The people they’d been used
on
might have a different opinion of that “light” classification, Jole reflected, but this was more-or-less true. “Because the haut wouldn’t let them use the good stuff, I’ve always understood. Which is part of how an apparently effete, apparently unmilitary genetic aristocracy keeps control of their own warrior class. Apparently.”

Miles’s grin flickered at the string of ironic
apparentlys
. He’d had more direct experience of the haut than even Jole had, and was quite alive to the depths those elegant, deceptive surfaces hid.

“A cabal in the ghem junta running the Occupation had an operational plan for stepping up the game, it turns out, after their nasty foray into nuclears backfired so thoroughly. Seems that wasn’t their last-ditch effort after all. The existence of the abandoned bunker itself was actually a fat clue, once you step back and squint—they wouldn’t have packed that much wealth and data into it if they hadn’t imagined they’d be coming back to collect it. Plus Galeni was also given some unique contemporaneous eyewitness testimony by Moira ghem Estif, though it was typically haut-oblique—even he took a while to decode her pointers.

“The
real
pullout plan called for the use of stolen haut bioweapons—some kind of virulent plague, as I understand it, rekeyed to Barrayaran genetics. Picture it. Pull all your people out, release this hell-brew, seal the wormholes behind you and let it work in tidy isolation. A planet-sized culture dish. Come back in a year or two to a neatly depopulated landscape freed of that pesky native crowd who kept irrationally refusing to be culturally uplifted, and move in. There would be galactic outcry, sure, but—too bad, so sad, too late.”
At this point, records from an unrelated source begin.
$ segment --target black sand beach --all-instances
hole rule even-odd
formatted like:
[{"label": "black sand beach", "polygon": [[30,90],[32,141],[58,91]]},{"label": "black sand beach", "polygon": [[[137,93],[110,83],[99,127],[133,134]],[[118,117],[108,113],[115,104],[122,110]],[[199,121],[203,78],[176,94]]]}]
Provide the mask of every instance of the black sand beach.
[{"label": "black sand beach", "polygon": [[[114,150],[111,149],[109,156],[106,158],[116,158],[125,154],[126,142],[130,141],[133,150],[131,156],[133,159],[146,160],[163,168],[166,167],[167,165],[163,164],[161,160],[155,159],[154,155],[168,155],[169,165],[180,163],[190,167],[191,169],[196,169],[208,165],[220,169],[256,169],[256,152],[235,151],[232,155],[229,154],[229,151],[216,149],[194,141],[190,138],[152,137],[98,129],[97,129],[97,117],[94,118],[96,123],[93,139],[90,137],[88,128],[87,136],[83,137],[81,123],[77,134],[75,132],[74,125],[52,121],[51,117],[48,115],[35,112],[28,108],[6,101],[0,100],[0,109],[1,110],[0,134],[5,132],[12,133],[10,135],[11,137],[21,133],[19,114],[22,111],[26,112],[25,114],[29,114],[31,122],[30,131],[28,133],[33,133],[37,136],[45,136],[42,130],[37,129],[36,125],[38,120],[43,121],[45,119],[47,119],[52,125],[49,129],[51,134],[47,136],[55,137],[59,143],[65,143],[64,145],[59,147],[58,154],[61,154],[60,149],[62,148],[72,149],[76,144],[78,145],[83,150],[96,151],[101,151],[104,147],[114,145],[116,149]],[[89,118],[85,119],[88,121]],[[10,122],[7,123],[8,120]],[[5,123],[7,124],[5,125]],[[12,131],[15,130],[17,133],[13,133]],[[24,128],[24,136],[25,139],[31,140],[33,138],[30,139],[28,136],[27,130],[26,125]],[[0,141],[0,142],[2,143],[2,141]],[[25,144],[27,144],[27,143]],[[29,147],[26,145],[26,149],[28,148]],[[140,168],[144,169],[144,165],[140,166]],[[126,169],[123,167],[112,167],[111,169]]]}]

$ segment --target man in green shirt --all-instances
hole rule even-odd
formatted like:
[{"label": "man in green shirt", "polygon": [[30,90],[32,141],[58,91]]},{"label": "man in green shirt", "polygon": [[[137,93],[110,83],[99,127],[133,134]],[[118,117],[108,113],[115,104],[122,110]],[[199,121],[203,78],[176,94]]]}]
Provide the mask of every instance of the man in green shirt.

“How close to operational did this plan
get
?” asked Jole, chilled.

“They’d got as far as actually stealing the base material and trying to set up a crew of biochemists—with at least one suborned haut among them—for the modifications and replication. They were figuring on getting away with a
fait accompli
. But then their central Imperial—in other words, haut—government caught up with them. Remember all those famous executions when the junta returned to Eta Ceta? Everyone thought the ghem were being punished for
losing
, for losing the war, for losing face. Which made a handy dual duty for the exercise. But there was a second lesson for stroppy ghem embedded under the more public one.”